Direktur Riset SMRC Deni Irvani menyatakan meskipun jumlah masyarakat yang percaya sedikit, hoaks memiliki dampak elektoral. "Faktor-faktor itu kemungkinan jadi hal yang bisa menjelaskan elektabilitas Jokowi cenderung menurun," kata Deni di Jakarta, Jumat (12/4).
(Baca: Jokowi: Yang Bikin Hoaks Tentang Saya Itu Enggak Mikir)
Dia menjelaskan, ketika proporsi masyarakat yang percaya terhadap hoaks tentang Jokowi naik, elektabilitas mantan Gubernur DKI Jakarta itu juga menurun. Namun, SMRC tidak mengkaitkan isu hoaks terhadap peningkatan dukungan kepada Prabowo Subianto dan Sandiaga Salahuddin Uno.
Yang jelas, tren survei secara langsung SMRC untuk elektabilitas Prabowo-Sandi menunjukkan peningkatan dari 31,8% pada Februari 2019 menjadi 37,0% di April 2019.
SMRC mengadakan survei pada 5-8 April 2019 atau setelah debat keempat. Jumlah responden 2.568 orang yang memiliki hak pilih. Pemilihan responden melalui stratified multistage random sampling.

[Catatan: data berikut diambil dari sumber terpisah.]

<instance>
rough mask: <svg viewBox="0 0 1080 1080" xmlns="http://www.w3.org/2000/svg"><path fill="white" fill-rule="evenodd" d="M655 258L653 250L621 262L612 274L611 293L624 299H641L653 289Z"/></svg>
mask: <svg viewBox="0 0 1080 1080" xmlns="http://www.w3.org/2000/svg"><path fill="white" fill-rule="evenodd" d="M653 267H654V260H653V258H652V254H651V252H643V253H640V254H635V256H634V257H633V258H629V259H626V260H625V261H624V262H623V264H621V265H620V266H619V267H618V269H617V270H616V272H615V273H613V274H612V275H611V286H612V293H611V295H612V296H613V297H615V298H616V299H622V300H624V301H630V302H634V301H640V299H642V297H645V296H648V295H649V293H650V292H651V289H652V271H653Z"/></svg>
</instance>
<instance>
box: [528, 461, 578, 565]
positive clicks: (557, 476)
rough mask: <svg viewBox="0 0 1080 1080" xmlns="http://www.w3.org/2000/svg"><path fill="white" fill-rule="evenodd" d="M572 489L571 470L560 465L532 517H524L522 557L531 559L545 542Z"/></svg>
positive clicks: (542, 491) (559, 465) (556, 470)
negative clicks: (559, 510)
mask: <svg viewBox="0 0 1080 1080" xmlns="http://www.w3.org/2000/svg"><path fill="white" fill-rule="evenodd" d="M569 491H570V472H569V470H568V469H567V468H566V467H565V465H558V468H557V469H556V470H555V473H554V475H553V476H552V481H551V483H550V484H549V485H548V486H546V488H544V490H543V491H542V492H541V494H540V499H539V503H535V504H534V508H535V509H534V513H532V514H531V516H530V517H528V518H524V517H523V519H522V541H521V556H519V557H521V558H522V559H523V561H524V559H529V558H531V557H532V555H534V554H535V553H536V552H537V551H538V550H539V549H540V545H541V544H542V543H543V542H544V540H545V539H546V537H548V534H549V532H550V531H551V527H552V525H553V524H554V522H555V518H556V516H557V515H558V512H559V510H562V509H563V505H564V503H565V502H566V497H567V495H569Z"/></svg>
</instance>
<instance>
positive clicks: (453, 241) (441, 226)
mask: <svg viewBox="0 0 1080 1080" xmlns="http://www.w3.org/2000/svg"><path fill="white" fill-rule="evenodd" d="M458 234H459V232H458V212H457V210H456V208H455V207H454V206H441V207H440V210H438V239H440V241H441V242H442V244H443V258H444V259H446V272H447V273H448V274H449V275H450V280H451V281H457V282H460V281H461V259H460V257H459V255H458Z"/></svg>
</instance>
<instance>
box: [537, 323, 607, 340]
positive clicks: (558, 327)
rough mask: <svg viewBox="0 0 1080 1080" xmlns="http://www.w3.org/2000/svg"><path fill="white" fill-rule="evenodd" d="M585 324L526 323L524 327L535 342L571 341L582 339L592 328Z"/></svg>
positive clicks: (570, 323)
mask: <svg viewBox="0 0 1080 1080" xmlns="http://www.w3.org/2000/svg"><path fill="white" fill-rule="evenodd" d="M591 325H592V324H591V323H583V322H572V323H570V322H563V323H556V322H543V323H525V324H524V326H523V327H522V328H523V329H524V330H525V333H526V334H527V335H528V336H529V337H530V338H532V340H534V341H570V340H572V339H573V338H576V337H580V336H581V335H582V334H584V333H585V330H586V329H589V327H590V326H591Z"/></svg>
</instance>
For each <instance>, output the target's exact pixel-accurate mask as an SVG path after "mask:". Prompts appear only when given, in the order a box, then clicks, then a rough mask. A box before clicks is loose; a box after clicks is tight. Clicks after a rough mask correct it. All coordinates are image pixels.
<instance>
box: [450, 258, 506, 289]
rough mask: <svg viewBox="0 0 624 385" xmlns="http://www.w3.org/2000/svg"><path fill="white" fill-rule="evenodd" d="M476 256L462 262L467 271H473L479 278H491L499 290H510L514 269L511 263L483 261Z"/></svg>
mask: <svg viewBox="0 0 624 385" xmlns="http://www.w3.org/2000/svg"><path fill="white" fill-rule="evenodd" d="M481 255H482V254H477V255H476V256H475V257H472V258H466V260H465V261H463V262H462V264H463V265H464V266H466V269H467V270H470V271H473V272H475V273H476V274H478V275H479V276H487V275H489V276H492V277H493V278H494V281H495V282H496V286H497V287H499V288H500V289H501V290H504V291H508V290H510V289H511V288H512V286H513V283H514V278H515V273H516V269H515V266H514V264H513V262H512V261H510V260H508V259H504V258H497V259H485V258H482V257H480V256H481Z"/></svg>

Dari jumlah tersebut, 2.285 responden berhasil diwawancarai lewat tatap muka. Margin of error survei sebesar 2,1% dan tingkat kepercayaan sebesar 95%. Namun, margin of error dapat lebih besar karena efek desain survei.
Kinerja Jokowi Dinilai Positif
SMRC menyatakan isu yang berkembang di masyarakat sangat berkaitan dengan tingkat keterpilihan pasangan calon presiden dan wakil presiden. Selain hoaks, faktor lain seperti kinerja dan keyakinan masyarakat, serta kondisi ekonomi, politik, hukum, dan keamanan.
Dalam perbandingan survei Februari 2019 dan April 2019, Deni mengungkapkan evaluasi atas kinerja Jokowi stagnan pada level 71%. Sementara itu, keyakinan masyarakat terhadap kemampuan Jokowi naik dari 66% menjadi 68%. "Indikator merepresentasikan fakta tentang kondisi yang sebenarnya," ujarnya.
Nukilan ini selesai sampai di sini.